Yesterday’s (9/15/09) Raleigh News & Observer printed a letter to the editor from Wake Commissioner Paul Coble, titled “Parents’ real concerns about Wake schools.” In it Coble objects to the N&O’s past and ongoing characterization of parents who are opposed to reassignment, including their supposed motivation for resistance.

While it is typical and necessary to edit letters to the editor for length, the process demands care in order to accurately preserve the thrust of the writer’s remarks. In shortening Coble’s comments on Wake school reassignments, and the concerns that drive parent protests, the N&O has wound up editing meaning/content as well as length.

Here is (part of) Commissioner Coble’s letter to the N&O. The italicized portions are taken from the original submission, and did not appear in print:

True to your liberal nature, you take the opportunity to attempt to frighten voters away from change by raising the specter of racism as the only possible explanation of concerns over the current diversity policy. You defend the system of social engineering and the status quo by suggesting that everything is running well. Let me suggest that the current frustration with the school board is born not out of a desire to end balance within the school population, but rather a desire to be heard over concerns that face every family and voter, regardless of their economic or geographic standing.”

and a little further on?

“Parents that I talk to complain that there is little predictability in school assignments, and that once a student settles into a new school, there is no assurance that they will stay at that school for any period longer than the current school year. Families are separated by time and space as assignment plans change according to a formula that no one understands.”

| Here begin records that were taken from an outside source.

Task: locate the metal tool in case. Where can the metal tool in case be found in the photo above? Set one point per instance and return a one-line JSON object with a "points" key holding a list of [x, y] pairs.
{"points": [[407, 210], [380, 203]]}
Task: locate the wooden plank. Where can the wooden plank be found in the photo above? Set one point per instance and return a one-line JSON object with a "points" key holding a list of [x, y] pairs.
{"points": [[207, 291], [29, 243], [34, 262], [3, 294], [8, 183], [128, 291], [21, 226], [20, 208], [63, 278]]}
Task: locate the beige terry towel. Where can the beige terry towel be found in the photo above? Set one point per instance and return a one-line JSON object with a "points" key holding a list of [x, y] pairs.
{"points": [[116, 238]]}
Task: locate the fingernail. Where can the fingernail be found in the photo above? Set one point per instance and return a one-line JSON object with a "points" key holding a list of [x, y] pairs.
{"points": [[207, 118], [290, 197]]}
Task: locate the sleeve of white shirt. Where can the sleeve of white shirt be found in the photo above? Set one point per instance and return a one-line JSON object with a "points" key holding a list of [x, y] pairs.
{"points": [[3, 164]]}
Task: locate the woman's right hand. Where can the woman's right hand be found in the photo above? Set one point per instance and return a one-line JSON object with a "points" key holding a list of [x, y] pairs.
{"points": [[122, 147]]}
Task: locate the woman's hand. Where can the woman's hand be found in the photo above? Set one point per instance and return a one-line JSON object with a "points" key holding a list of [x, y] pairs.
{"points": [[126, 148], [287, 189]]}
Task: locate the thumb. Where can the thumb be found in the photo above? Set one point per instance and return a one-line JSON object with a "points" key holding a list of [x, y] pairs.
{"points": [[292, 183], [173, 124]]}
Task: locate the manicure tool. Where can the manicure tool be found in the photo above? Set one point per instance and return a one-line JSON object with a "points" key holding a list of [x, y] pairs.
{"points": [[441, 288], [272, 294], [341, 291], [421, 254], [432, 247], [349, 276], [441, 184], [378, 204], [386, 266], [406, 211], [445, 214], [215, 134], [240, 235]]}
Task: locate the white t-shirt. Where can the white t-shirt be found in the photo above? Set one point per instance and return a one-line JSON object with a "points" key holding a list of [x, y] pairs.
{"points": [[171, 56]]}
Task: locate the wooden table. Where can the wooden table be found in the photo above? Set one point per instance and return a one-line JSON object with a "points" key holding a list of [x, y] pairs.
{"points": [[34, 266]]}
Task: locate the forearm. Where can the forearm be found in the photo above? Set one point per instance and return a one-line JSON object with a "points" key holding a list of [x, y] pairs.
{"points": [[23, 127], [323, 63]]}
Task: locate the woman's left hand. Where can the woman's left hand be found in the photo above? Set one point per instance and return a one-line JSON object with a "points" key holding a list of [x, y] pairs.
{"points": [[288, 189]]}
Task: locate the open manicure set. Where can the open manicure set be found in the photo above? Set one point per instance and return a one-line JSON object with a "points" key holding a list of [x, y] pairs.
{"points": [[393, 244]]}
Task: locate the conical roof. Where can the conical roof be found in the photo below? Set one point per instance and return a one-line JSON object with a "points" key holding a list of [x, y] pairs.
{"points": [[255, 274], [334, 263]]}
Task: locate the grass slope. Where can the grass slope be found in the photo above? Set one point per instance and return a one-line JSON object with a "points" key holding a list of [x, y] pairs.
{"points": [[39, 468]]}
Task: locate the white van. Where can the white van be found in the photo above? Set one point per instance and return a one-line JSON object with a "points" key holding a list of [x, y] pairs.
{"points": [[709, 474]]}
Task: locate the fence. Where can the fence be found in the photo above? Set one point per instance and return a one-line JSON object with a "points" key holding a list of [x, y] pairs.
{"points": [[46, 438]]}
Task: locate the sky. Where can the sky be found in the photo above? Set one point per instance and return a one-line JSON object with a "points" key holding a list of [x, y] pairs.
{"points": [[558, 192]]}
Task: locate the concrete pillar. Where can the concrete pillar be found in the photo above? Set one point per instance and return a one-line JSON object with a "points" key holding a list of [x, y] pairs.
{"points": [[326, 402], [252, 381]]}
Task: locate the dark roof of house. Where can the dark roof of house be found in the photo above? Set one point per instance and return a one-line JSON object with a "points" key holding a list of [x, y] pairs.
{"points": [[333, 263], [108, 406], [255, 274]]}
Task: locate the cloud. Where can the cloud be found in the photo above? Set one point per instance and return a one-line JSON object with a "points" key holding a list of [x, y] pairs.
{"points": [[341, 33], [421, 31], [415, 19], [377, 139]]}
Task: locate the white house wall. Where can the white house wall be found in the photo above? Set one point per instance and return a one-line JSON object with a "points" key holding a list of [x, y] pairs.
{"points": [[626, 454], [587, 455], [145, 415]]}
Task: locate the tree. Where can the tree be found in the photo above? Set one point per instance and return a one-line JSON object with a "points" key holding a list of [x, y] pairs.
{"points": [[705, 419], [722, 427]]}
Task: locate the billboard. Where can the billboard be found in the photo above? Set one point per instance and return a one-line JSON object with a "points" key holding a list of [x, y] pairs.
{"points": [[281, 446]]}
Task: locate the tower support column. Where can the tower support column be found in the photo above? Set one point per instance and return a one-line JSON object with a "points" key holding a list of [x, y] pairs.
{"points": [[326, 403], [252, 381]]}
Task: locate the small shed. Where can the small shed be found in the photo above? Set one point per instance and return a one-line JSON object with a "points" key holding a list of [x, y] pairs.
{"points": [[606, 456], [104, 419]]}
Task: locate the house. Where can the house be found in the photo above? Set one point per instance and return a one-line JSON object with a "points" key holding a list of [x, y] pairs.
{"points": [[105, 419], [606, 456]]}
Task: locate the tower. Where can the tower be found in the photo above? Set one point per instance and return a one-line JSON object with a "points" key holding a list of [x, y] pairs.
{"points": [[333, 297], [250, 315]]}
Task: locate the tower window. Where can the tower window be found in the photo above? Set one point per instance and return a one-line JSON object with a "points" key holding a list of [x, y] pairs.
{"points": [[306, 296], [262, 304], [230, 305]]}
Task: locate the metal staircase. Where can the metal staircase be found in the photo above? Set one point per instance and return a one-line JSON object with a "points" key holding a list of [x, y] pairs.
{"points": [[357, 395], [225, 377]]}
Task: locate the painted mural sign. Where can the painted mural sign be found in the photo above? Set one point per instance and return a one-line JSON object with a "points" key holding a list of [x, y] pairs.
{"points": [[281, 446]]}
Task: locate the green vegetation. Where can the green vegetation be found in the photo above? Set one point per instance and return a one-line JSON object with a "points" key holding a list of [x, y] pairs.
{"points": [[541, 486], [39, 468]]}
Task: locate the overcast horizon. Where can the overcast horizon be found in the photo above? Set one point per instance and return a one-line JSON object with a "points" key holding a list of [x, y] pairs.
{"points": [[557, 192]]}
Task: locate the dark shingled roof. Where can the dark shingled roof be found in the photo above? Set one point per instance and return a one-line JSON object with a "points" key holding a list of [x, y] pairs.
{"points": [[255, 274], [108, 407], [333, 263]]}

Clearly, the missing material calls upon the N&O’s editorial board to take responsibility for imputing either racial motives, or relatively superficial motives of convenience, to parent opponents of reassignment. Coble’s letter as printed seems to suggest that predictability for the parent, rather than stability for the child, is parents’ primary concern. The shift in focus is subtle, perhaps, but real.

Could the N&O have been more diligent, better preserving accuracy in the sometimes quite heated debate over school reassignment? Hopefully so.

As published, the Commissioner’s letter allows the N&O to appear more even-handed in its treatment of reassignment critics than it currently deserves credit for.

corrected
additional note–the following comment from the N&O editorial staff appears at the end of the online version of this letter: The length limit was waived to permit a fuller response to the editorial.